F. Keaslian Penelitian
Beberapa penelitian yang sudah pernah dilakukan sebelumnya:
1. Comparison of RIPASA and Alvarado scores for the diagnosis of acute
appendicitis, oleh Chong CF dkk, tahun 2011, Penelitian prospektif ini
membandingkan skor Alvarado dan skor RIPASA dalam diagnosis apendisitis
akut terutama pada ras oriental dan etnis Asia. Hasil penelitian menyimpulkan
bahwa, skor RIPASA dengan nilai ambang 7,5 adalah sistem skoring untuk
apendisitis yang lebih baik dibandingkan dengan skor Alvarado. Yaitu dengan
6
sensitivitas sebesar 98% vs 68%, nilai duga negatif adalah 97% vs 71% dan
tingkat akurasi sebesar 92% vs 87%. Spesifisitas, nilai duga positif dan angka
apendektomi negatif diantara keduanya tidak terdapat perbedaan bermakna.
2. Alvarado versus RIPASA score in diagnosing acute appendicitis, oleh Ismail
Alnjadat dkk, tahun 2013, menyebutkan bahwa sensitivitas skor RIPASA dan
Alvarado adalah sebesar 93.2% vs 73,7%, nilai duga negatif untuk skor
RIPASA adalah 7,8% sementara skor Alvarado mempunyai nilai 8%. Peneliti
menyimpulkan bahwa, kedua sistem skoring tersebut dapat menurunkan angka
negatif apendektomi secara signifikan.

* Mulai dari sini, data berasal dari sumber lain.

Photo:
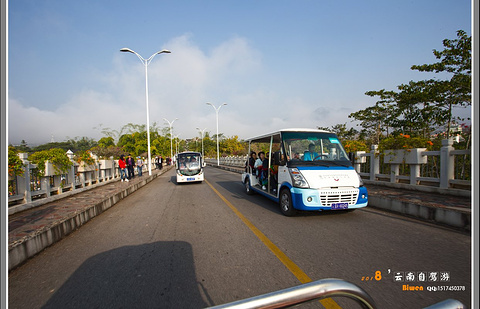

Akan tetapi, menurut penelitian ini, skor
RIPASA mampu mengidentifikasi secara lebih signifikan proporsi pasien-
pasien apendisitis akut yang terlewat oleh skor Alvarado.
3. Akurasi sistem skor alvarado dalam menegakan diagnosis apendisitis akut,
oleh Untung Tranggono tahun 2000, melakukan penelitian uji diagnosis
dengan rancangan cross sectional yang dilakukan terhadap 76 pasien yang
dirawat dan dilakukan apendektomi, baik emergensi maupun elektif selama
periode Maret 1998 sampai dengan Februari 1999 di RSUP Dr.Sardjito
Yogyakarta. Dalam penelitian ini, ditemukan bahwa sensitivitas, spesifisitas
dan akurasi sistem skoring Alvarado adalah 71,43%, 69,09% dan 69,74%.